(A. Pugliese) Poco più di quattro mesi, quelli che sono passati da quel 30 maggio scorso, il giorno della famosa conferenza pre-Palermo che sconquassò la seconda Roma di Rudi Garcia, un soffio prima dell’ultima curva di campionato. Quel giorno è cambiato qualcosa nel rapporto tra il tecnico e l’ambiente giallorosso. Inteso come città, tifosi, ma anche squadra e club. Un giorno che resterà per sempre tra quelli chiave dell’avventura giallorossa di Garcia. Proprio prima di una sconfitta brutta e rovinosa come quella subita il giorno dopo, marchiata dai gol di Vazquez e Belotti. Il primo Garcia se lo ritroverà ancora davanti domani pomeriggio, il secondo no. Di certo, però, da quel giorno il Palermo non può più essere un’avversaria come le altre.
LE PAROLE Ma cosa successe quel 30 maggio? Garcia rilasciò delle dichiarazioni che ancora oggi fanno discutere, agitano, dividono. «Siamo i primi di un campionato a 19, la Juventus è irraggiungibile e il gap è destinato solo ad aumentare. La stagione ha dimostrato che questa divisa è troppo grande per noi, non serve illudere i tifosi. C’è differenza tra obiettivi e ambizioni. Io sono ambizioso, voglio vincere. Ma gli obiettivi sono altri». Apriti cielo, un fiume in pieno, un tam tam mediatico cominciato dieci minuti dopo e ancora mai sopito. Con profonde incomprensioni con i tifosi e la squadra. Alimentato poi da altre frasi, quelle sul mercato. «Da quando sono qui le cose sono chiare: prima di comprare c’è l’esigenza di vendere. Bisogna sapere chi siamo e come voler andare avanti, come crescere». Bum, altro giro. Con la dirigenza certo non a gongolare di felicità.
PERDENTI DI LUSSO In molti, per esempio, fanno risalire proprio a quella conferenza molti dei problemi della Roma attuale. Perché con quelle frasi Garcia ha praticamente detto ai giocatori di essere degli eterni secondi, che è quasi inutile lottare e faticare perché tanto non si potrà vincere mai. Inconsciamente, il gruppo ha somatizzato un messaggio da perdenti. Perdenti di lusso, ma pur sempre perdenti. Soprattutto per chi da tempo dice di voler invece vincere. E alcuni degli stessi giocatori non hanno gradito, non essendo d’accordo sul tema. Così la leadership, l’autorevolezza del tecnico è scemata via. Quasi si è liquefatta, per alcuni di loro.

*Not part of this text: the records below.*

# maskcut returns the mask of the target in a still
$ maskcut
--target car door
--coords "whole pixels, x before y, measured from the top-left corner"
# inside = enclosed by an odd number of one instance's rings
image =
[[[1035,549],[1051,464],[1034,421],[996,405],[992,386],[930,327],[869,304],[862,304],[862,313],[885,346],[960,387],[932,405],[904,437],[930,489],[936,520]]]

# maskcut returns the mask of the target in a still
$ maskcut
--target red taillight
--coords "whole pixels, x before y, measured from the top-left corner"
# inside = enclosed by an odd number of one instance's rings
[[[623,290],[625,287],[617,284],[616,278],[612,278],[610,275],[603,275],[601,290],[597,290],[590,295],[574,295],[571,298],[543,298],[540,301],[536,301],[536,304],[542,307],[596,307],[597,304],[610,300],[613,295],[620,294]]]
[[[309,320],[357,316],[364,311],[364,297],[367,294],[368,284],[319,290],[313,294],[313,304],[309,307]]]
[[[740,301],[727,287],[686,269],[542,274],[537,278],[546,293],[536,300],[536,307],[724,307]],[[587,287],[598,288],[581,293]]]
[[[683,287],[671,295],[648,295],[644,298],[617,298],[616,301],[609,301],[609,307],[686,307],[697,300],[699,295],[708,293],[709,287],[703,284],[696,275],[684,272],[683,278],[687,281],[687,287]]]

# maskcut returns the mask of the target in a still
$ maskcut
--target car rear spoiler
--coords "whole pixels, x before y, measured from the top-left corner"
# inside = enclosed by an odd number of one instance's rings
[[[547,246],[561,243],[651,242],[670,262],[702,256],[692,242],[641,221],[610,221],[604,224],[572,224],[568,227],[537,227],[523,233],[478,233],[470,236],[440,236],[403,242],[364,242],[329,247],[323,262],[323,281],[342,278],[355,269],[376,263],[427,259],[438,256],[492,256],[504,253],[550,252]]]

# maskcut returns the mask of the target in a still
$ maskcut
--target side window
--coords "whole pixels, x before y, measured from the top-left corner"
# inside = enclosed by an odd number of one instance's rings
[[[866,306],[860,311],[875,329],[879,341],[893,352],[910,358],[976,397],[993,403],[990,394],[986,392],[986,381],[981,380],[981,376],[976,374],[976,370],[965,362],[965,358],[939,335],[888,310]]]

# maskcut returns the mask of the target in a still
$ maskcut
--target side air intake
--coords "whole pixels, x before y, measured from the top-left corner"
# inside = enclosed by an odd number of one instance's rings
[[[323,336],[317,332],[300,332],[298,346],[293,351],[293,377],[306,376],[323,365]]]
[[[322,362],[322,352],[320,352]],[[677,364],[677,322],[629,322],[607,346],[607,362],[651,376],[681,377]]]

DISTANZA BIVALENTE Da quella conferenza, però, anche Garcia è diventato diverso. Meno spavaldo, meno propenso a slogan e proclami. Soprattutto meno amato dai tifosi. Perché la gente si è sentita tradita dal proprio condottiero, dall’uomo che aveva individuato nel paladino della rinascita, della difesa della trincea, della tutela delle aspettative. Quella resa pubblica non è piaciuta, fino ad arrivare ai fischi di Roma-Carpi, lui che nel momento della massima contestazione della scorsa stagione (Roma-Fiorentina 0-3 di Europa League) era stato preso a esempio da sbandierare davanti ai giocatori («Vogliamo 11 Garcia»). Da quella conferenza lì, però, anche il rapporto con la dirigenza è cambiato. Pallotta — che lo ha tenuto in vita — poco dopo dichiarò: «Rudi sa di aver sbagliato a dire certe cose». Già, perché la bandiera bianca e l’ammissione di dover far quadrare sempre i conti non piacquero per niente nelle sacre stanze di Trigoria. Ora, quattro mesi dopo, c’è ancora il Palermo. E il futuro di Garcia passa inequivocabilmente dal risultato di domani al Barbera.